De Europese energiecrisis biedt echter ook een kans om nieuwe normen te ontwikkelen. Neem het REPowerEU-plan van de Europese Unie als voorbeeld, dat de doelstelling van hernieuwbare energieopwekking verhoogt van 40% naar 45% van de totale energieopwekking in 2030. Het bouwen van meer capaciteit voor de opwekking van hernieuwbare energie zal het doel van de EU op het gebied van koolstofneutraliteit helpen versnellen en tegelijkertijd de afhankelijkheid van energiebronnen verminderen. geïmporteerde brandstoffen. Tegen het einde van dit jaar verwacht Rystad Energy dat de EU 211 GW aan geïnstalleerde zonne-PV-capaciteit en 214 GW aan windcapaciteit zal bereiken. De opwekking van wind- en zonne-energie zal 31% van de elektriciteitsopwekking van de EU voor haar rekening nemen, en de totale elektriciteitsopwekking van de EU zal naar verwachting in 2023 3.019 terawattuur (TWh) bereiken.
Bovendien zijn de genivelleerde elektriciteitskosten (LCOE) voor zonne-energie en windenergie op land in Europa gedaald tot ongeveer € 50 per MWh, de helft van de LCOE voor elektriciteit uit aardgas en steenkool. Vanuit economisch perspectief is het economischer om nieuwe zonne- en windenergie te bouwen dan om bestaande aardgascentrales te blijven gebruiken.

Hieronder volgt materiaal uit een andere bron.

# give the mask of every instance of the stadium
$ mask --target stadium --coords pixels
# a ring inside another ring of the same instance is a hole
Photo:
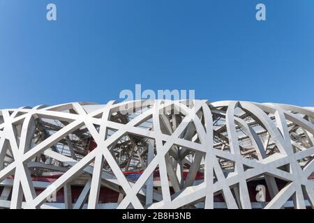
[[[245,101],[0,110],[1,208],[313,208],[314,109]]]

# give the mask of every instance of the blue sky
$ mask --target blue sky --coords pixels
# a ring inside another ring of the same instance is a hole
[[[135,84],[314,106],[313,72],[313,0],[0,0],[0,108],[105,103]]]

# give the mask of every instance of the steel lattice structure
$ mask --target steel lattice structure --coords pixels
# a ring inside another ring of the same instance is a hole
[[[311,107],[243,101],[3,109],[0,206],[313,208],[313,123]]]

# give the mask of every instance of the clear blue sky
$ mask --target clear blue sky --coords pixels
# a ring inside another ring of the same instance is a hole
[[[314,106],[314,1],[0,0],[0,108],[105,103],[135,84]]]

Geschat wordt dat tegen 2030 het geïnstalleerde vermogen voor de opwekking van fotovoltaïsche zonne-energie 490 GW zal bedragen en het geïnstalleerde vermogen voor windenergie 375 GW. Tegen die tijd zal de opwekking van wind- en zonne-energie 53% van de totale elektriciteitsopwekking van de EU voor haar rekening nemen, wat de door REPowerEU voorgestelde doelstelling van 45% overtreft.
Uiteraard moet de nieuw geïnstalleerde capaciteit voor de opwekking van hernieuwbare energie niet alleen een deel van de opwekking van energie uit fossiele brandstoffen vervangen, maar ook in staat zijn om aan de verwachte nieuwe vraag naar energie te voldoen. De verwachting is dat de vraag naar elektriciteit de komende dertig jaar zal groeien met een samengesteld jaarlijks groeipercentage (CAGR) van 2%.
Tegelijkertijd is afschakelbare opwekkingscapaciteit van cruciaal belang voor het garanderen van betrouwbare energiesystemen op de lange termijn en voor het balanceren en ondersteunen van de fluctuerende aard van de opwekking van zonne- en windenergie. Tot op zekere hoogte kunnen batterij-energieopslagsystemen (BESS) dit balanceringsvermogen bieden, maar de ontwikkeling van batterij-energieopslagtechnologie moet worden verbeterd om deze prijsconcurrerend te maken. Omdat de huidige gemiddelde genivelleerde kosten van energieopslag (LCOS) per MWh € 135 bedragen, wat duurder is dan bestaande gasgestookte elektriciteitscentrales.
Er wordt geschat dat de geïnstalleerde capaciteit van BESS naar verwachting zal toenemen tot 55 GW in 2030 en 418 GW in 2050. Batterijopslag van deze capaciteiten kan echter nog steeds niet aan alle verwachte eisen van dit proces voldoen. Daarom zal het ook worden aangevuld met de opwekking van aardgas, vooral tijdens de Europese winterperiode, wanneer de vraag naar energie hoog is. Als gevolg hiervan zullen deze elektriciteitscentrales capaciteitssubsidies moeten ontvangen om operationeel te blijven ondanks de lage bezettingsgraad voor de opwekking van aardgas, en zullen ze ook gebruik moeten blijven maken van ondergrondse gasopslagfaciliteiten om aan de seizoensvraag te voldoen.